The pinnacle of the electoral fee, over which Saied assumed final authority final yr, gave a provisional turnout of 11.3% for Sunday’s runoff votes.

Throughout December’s first spherical, the official turnout was solely barely decrease, at 11.2%.

“In the present day Tunisians issued a ultimate verdict rejecting Kais Saied’s course of and elections,” Nejib Chebbi, head of the primary opposition coalition, the Salvation Entrance, instructed a information convention.

Financial decline in Tunisia, the place some primary items have disappeared from cabinets and the federal government has minimize subsidies because it seeks a international bailout to avert chapter, has left many disillusioned with politics and indignant with their leaders.

“We do not need elections. We would like milk and sugar and cooking oil,” mentioned Hasna, a girl purchasing within the Ettadamon district of Tunis on Sunday.

The newly configured parliament has had its position shrunk as a part of a political system Saied launched final yr after an influence seize in 2021 that grants the presidency practically absolute energy.

About 887,000 voters solid ballots from a complete voters of seven.8 million, the electoral fee mentioned.
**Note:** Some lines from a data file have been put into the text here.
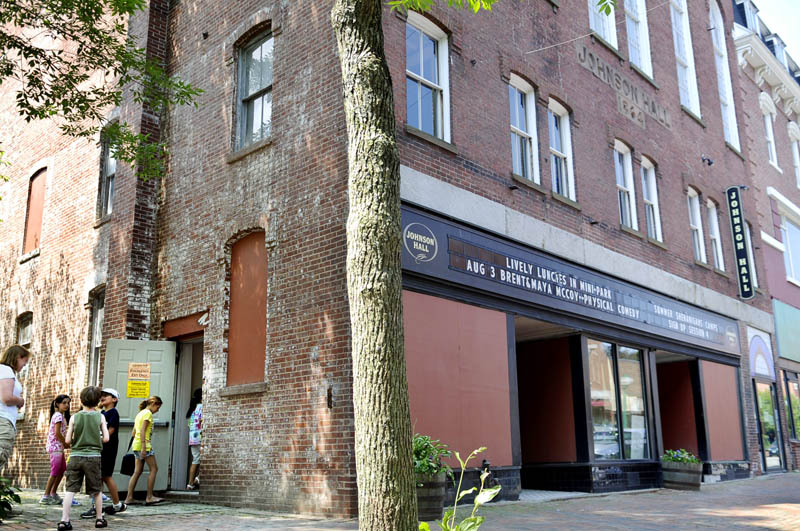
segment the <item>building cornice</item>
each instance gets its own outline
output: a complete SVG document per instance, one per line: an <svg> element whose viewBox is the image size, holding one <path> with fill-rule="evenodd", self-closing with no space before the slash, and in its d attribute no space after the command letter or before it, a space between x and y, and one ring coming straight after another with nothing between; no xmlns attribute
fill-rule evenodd
<svg viewBox="0 0 800 531"><path fill-rule="evenodd" d="M768 92L772 101L791 117L792 112L800 115L800 85L794 80L785 66L778 61L767 45L753 32L736 31L733 41L739 66L750 65L755 72L755 82Z"/></svg>

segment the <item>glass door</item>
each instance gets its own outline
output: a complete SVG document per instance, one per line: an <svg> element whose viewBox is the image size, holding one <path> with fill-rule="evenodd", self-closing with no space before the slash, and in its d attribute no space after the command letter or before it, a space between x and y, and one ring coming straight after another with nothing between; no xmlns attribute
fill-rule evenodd
<svg viewBox="0 0 800 531"><path fill-rule="evenodd" d="M783 444L776 409L778 402L775 396L775 385L756 381L753 384L756 395L756 421L761 443L761 462L766 471L783 470Z"/></svg>

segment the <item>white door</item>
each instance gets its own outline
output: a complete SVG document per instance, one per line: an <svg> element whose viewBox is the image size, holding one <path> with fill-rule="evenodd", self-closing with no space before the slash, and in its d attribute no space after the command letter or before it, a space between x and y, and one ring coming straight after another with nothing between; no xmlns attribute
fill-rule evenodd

Remaining outcomes weren’t anticipated on Sunday. The principle events boycotted the vote and most seats are anticipated to go to independents.
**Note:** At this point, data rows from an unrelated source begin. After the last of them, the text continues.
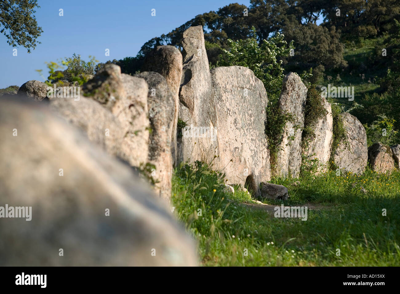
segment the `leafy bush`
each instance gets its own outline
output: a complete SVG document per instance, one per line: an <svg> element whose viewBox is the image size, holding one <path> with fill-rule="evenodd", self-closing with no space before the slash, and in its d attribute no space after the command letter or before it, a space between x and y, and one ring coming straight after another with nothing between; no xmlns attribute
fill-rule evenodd
<svg viewBox="0 0 400 294"><path fill-rule="evenodd" d="M370 146L375 143L381 142L386 145L398 144L398 132L394 128L395 120L389 118L385 115L378 116L379 118L368 126L364 126L367 133L367 144Z"/></svg>
<svg viewBox="0 0 400 294"><path fill-rule="evenodd" d="M255 36L254 27L252 29ZM287 57L294 48L293 41L288 46L284 37L278 32L268 40L263 40L259 46L255 36L237 41L228 39L230 49L221 48L226 58L225 60L221 58L220 65L238 65L251 69L264 84L269 101L276 104L284 77L282 59Z"/></svg>
<svg viewBox="0 0 400 294"><path fill-rule="evenodd" d="M294 121L292 114L280 109L278 105L284 77L282 59L289 55L294 46L292 41L288 46L284 40L284 36L279 32L268 40L263 40L259 45L254 27L252 32L253 36L248 39L237 41L228 39L230 49L221 48L224 56L223 58L221 54L218 65L247 67L252 70L264 84L268 98L268 106L266 109L265 133L273 164L285 126L288 122Z"/></svg>

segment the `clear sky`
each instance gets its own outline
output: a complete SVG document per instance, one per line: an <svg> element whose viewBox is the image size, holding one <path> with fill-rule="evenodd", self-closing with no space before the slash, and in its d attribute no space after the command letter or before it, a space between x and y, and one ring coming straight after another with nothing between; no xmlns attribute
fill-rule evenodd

“I am not inquisitive about elections that don’t concern me,” mentioned Nejib Sahli, 40, passing a polling station within the Hay Ettahrir district of Tunis.

Unbiased observers, together with the native Mourakiboun group, have questioned official turnout figures, accusing authorities in lots of districts of withholding information they depend on to observe the election’s integrity.
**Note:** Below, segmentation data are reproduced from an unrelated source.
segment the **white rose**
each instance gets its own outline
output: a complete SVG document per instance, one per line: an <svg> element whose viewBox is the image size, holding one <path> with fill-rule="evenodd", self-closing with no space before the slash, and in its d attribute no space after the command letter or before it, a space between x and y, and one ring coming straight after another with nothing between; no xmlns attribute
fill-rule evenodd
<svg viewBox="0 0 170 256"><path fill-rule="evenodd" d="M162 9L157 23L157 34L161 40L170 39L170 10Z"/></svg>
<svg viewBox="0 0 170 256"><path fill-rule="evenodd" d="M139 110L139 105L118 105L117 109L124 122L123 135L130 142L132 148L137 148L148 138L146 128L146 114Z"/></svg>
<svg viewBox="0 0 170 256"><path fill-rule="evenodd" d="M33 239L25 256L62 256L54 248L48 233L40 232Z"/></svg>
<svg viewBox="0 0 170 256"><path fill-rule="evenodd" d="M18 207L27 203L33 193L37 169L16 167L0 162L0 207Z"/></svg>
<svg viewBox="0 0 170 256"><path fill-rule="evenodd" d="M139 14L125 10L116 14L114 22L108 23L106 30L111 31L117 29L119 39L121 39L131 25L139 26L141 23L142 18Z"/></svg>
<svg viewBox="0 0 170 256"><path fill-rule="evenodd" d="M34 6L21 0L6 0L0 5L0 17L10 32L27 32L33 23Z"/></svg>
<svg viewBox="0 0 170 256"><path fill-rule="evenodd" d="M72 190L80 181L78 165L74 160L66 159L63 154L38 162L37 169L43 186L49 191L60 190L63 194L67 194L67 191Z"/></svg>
The fee denied this and mentioned polling station officers had been too busy to cooperate with displays.

Opposition teams have accused Saied of a coup for shutting down the earlier parliament in 2021, and say he has trashed the democracy constructed after Tunisia’s 2011 revolution – which triggered the “Arab Spring”.

Saied has mentioned his actions had been each authorized and essential to avoid wasting Tunisia from years of corruption and financial decline by the hands of a self-interested political elite.

Although his new structure handed in a referendum final yr, solely 30% of voters took half.

‘GHOST ELECTION’

Opposition activist Chaima Issa, who has led protests towards Saied and faces a army courtroom on expenses of insulting the president, described the ballot as a “ghost election”.

At one polling station within the Ettadamon district of Tunis, no voters attended in the course of the 20 minutes a Reuters journalist spent there.

At one other Ettadamon polling station, one voter who gave his identify as Ridha mentioned he was supporting Saied: “He’s a clear man preventing a corrupt system.”

In a restaurant in Ettahrir, one other district of the capital, solely one among seven males sitting consuming espresso mentioned he would possibly vote.

One other man within the cafe, who gave his identify solely as Imad, mentioned he didn’t consider his vote mattered after Saied’s political adjustments.

“The president alone is deciding all the pieces,” he mentioned. “He doesn’t care about anyone and we don’t care about him and his elections.”

Many Tunisians appeared initially to welcome Saied’s seizure of powers in 2021 after years of weak governing coalitions that appeared unable to revive a moribund financial system, enhance public providers or scale back stark inequalities.

However Saied has voiced no clear financial agenda besides to rail towards corruption and unnamed speculators, whom he has blamed for rising costs.

On Friday, Moody’s credit score scores company downgraded Tunisia’s debt, saying it could probably default on sovereign loans.